To illustrate a useful failover setup with CARP and pfsync, we’ll examine a network with one gateway to the world. Our goals for the reconfigured network are as follows:
The network should keep functioning much the same way it did before we introduced redundancy.
We should have better availability without noticeable downtime.
The network should experience graceful failover with no interruption of active connections.
We’ll begin with the relatively simple network from Chapter 3, as shown in Figure 8-1.
We replace the single gateway with a redundant pair of gateways that share a private network for state-information updates over pfsync. The result is shown in Figure 8-2.
CARP addresses are virtual addresses, and unless you have console access to all machines in your CARP group, you should almost always assign an IP address to the physical interfaces. With a unique IP address for each physical interface, you’ll be able to communicate with the host and be sure of which machine you’re interacting with. Without IP addresses assigned to physical interfaces, you could find yourself with a setup where the backup gateways are unable to communicate (except with hosts in networks where the physical interfaces have addresses assigned) until they become the master in the redundancy group and take over the virtual IP addresses.
It’s reasonable to assume that the IP address assigned to the physical interface will belong in the same subnet as the virtual, shared IP address. It’s also important to be aware that this is, in fact, not a requirement—it’s even possible to configure CARP where the physical interface hasn’t been assigned an address. If you don’t specify a specific physical interface for the CARP interface, the kernel will try to assign the CARP address to a physical interface that’s already configured with an address in the same subnet as the CARP address. Even if it may not be required in simpler configurations, it’s generally useful to make the interface selection explicit via the carpdev
option in the ifconfig
command string that you use to set up the CARP interface.
Most CARP setup lies in cabling (according to the schematic for your network), setting sysctl
values, and issuing ifconfig
commands. Also, on some systems, you’ll need to make sure that your kernel is set up with the required devices compiled in.
On OpenBSD, both the CARP and pfsync devices are in the default GENERIC and GENERIC.MP kernel configurations. Unless you’re running a custom kernel without these options, no kernel reconfiguration is necessary. If you’re running FreeBSD, make sure that the kernel has the CARP and pfsync devices compiled in because the default GENERIC kernel lacks these options. (See the FreeBSD Handbook to learn how to compile and install a custom kernel with these options.)

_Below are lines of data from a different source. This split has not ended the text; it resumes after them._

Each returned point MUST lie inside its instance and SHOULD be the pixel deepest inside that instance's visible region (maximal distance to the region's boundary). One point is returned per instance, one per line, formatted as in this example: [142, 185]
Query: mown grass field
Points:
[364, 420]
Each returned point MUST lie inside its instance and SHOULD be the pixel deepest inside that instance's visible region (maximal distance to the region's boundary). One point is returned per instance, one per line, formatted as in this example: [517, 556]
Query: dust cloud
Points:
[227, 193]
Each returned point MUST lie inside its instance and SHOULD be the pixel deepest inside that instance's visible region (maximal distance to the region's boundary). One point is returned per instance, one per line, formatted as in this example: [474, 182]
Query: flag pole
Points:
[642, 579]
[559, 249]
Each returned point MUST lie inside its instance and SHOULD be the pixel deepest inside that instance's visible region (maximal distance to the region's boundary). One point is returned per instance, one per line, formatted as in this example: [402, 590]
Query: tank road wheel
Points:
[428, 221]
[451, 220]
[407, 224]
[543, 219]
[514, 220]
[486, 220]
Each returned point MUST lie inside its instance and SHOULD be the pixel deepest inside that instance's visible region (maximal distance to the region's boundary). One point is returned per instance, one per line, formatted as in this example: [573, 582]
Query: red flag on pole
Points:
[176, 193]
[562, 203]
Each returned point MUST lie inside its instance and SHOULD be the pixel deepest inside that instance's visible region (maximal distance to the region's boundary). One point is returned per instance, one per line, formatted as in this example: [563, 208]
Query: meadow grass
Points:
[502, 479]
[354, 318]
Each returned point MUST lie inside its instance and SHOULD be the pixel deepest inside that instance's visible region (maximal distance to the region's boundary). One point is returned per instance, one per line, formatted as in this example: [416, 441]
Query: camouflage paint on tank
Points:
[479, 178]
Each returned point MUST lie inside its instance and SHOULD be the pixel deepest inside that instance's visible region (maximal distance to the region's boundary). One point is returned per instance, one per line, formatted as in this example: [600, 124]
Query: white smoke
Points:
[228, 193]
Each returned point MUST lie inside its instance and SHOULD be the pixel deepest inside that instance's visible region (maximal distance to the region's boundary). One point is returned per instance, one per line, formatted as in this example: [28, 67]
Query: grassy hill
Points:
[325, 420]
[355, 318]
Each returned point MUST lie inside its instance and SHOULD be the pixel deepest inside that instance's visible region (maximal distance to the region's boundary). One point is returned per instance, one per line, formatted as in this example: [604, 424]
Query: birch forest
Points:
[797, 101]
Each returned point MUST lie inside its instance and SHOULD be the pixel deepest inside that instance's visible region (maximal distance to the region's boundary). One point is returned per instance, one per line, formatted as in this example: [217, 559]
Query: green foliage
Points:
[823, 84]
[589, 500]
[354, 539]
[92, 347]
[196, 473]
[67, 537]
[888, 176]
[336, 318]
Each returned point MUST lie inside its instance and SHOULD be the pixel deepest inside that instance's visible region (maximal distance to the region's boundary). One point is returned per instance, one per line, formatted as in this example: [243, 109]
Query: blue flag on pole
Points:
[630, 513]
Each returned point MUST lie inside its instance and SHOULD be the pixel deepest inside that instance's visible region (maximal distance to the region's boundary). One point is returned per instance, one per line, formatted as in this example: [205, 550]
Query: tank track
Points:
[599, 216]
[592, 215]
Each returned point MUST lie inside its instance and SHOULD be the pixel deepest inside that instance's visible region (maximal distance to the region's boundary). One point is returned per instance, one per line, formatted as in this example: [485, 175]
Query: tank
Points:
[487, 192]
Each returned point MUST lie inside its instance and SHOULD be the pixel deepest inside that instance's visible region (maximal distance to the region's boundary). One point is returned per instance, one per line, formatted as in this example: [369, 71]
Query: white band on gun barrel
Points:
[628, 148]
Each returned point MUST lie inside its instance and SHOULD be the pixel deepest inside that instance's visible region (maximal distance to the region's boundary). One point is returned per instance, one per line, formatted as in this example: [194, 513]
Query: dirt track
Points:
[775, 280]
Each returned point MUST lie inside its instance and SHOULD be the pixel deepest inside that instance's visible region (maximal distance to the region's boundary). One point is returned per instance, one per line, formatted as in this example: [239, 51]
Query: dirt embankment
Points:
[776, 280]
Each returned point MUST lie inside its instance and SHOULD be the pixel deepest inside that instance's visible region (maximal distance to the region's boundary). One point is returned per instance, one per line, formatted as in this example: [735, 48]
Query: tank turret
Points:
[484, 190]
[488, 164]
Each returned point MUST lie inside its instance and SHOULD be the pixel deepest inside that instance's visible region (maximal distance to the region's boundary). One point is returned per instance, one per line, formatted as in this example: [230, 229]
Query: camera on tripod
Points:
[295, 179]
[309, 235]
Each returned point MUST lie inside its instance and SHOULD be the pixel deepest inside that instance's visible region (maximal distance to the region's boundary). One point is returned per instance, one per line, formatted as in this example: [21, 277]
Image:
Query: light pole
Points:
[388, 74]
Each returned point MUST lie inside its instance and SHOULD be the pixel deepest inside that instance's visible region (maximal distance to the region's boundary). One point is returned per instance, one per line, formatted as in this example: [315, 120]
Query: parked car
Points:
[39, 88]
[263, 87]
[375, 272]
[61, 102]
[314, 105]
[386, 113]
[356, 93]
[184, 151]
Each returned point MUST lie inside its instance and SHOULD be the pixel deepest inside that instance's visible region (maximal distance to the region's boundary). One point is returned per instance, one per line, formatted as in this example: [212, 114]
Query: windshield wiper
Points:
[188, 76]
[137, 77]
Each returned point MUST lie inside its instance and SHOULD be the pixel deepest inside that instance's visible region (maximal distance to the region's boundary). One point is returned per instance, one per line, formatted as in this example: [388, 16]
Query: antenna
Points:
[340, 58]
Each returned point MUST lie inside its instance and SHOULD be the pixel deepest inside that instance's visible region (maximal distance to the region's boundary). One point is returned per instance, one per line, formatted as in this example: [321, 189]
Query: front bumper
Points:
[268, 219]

NetBSD should check that the kernel has pseudo-device CARP compiled in because NetBSD’s default GENERIC kernel configuration doesn’t have it. (You’ll find the relevant line commented out in the GENERIC configuration file.) As of this writing, NetBSD doesn’t support pfsync due to claimed protocol-numbering issues.
On all CARP-capable systems, the basic functions are governed by a handful of sysctl
variables. The main one is net.inet.carp.allow
, and it’s enabled by default. On a typical OpenBSD system, you’ll see:
$ sysctl net.inet.carp.allow
net.inet.carp.allow=1
This means that your system comes equipped for CARP.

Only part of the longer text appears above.